Para estimar a antiguidade das ocupações, pesquisadores se basearam na presença de carvões vegetais encontrados em fogueiras e áreas de preparo alimentar. Esses materiais permitiram a aplicação do método do Carbono-14, que apontou para ocupações humanas com quase 9 mil anos.
Apesar das pinturas não terem sido datadas diretamente, sua sobreposição em diferentes camadas indica que foram produzidas em momentos distintos, desde a Pré-História até épocas mais recentes. Isso sugere uma ocupação longa e multicultural, refletindo transformações culturais, influências externas e mudanças no uso do abrigo ao longo do tempo.

Patrimônio em silêncio
Atualmente, o ‘Abrigo do Jon’ não está aberto à visitação pública. O acesso é restrito a pesquisadores e técnicos autorizados pelo Iphan-TO. A Prefeitura de Palmas já demonstrou interesse em transformar o sítio em um ponto turístico-cultural, mas especialistas alertam que isso só será possível com a implantação de medidas rigorosas de proteção e controle de visitação.

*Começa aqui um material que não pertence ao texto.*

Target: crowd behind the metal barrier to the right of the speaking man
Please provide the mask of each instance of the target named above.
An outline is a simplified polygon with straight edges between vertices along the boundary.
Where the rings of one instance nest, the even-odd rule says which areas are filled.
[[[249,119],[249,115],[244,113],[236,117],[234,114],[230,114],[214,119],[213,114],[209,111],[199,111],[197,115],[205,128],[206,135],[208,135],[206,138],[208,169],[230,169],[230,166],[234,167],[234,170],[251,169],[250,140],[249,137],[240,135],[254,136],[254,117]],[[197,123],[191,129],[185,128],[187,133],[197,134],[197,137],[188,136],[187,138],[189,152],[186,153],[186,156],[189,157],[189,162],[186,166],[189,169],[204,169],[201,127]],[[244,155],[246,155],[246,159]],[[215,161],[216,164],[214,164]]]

“Preservar o Abrigo do Jon é proteger não apenas vestígios físicos, mas também a memória de povos que habitaram o território muito antes da fundação de Palmas”, ressalta Danilo Curado, superintendente do Iphan-TO. “Essas pinturas são uma forma de escrita simbólica. Elas revelam práticas sociais, crenças e formas de interação com o ambiente. São testemunhos de que esses povos não eram meros sobreviventes, mas criadores de arte e de cultura”.
Para Curado, em tempos de avanço urbano e de degradação ambiental, sítios como o ‘Abrigo do Jon’ são lembretes poderosos da profunda relação entre o ser humano e a paisagem natural. São provas de que a história do Tocantins, e do Brasil, vai muito além da colonização recente, alcançando tempos em que grupos humanos, adaptados ao Cerrado, deixaram nas pedras suas marcas, seus mitos e suas memórias.
A expectativa da comunidade científica é que, com investimento e cuidado, o sítio possa futuramente ser integrado a um roteiro de turismo educativo e de valorização do patrimônio cultural.
“Quando conhecemos essas histórias, passamos a entender que o passado não é distante. Ele está ali, gravado na pedra, esperando para ser lido. E cabe a nós proteger essas páginas da história antes que se apaguem“, disse Curado.